Adaptive Reuse

Project: Infographic

  • Evaluate small-scale solutions to big environmental problems 
  • Identify audience and research information that might persuade your audience to invest in change
  • Graphically convey statistical information in the form of an infographic to make research statistics easier to read and understand
  • Used Adobe Illustrator to create individual graphs and compiled in Adobe InDesign into Infographic Poster

The images on the right show a few of the properties that have been reimagined in Winslow Arizona. They were built between 1892 and 1940. Nearly every one of these was slated to be torn down but saved thanks to adaptive reuse.

The infographic’s center area is dedicated to the key supporting elements. From an economic standpoint, heritage tourism will bring more tourists to town, who will stay at hotels and eat at the restaurants. Also an economic factor, the cost of materials. For instance, an average brick price of .91 cents multiplied by 34,800 bricks to make up 5800 square feet of wall, would save $31,668 dollars in materials, not counting mortar and rebar and labor and transportation to get them here.

From a social standpoint, locals now feel proud of their downtown instead of embarrassed. Plus, the adaptive reuse has created more housing, which is sorely in need in Winslow.

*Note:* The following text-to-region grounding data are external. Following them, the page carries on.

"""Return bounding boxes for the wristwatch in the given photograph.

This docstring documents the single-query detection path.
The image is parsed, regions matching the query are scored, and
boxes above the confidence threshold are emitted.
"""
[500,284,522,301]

The environmental pillar is the most interesting. The amount of greenhouse gasses saved by reduce, reuse, and recycle is significant. Think about the cost of demolition, the creation of new materials, the transporting of material, the construction. All of this leads to embodied carbon. A building that has been standing for 100 years has more than made up for the carbon used to build it. You can see in this graph the differences in embodied carbon in three scenarios: Demolish/Rebuild, New Construction, Rehabilitation.

And lastly, since this is directed at city officials, what can ease the way to make all of this happen. Of course, enlightened zoning, like what is currently in place and at risk.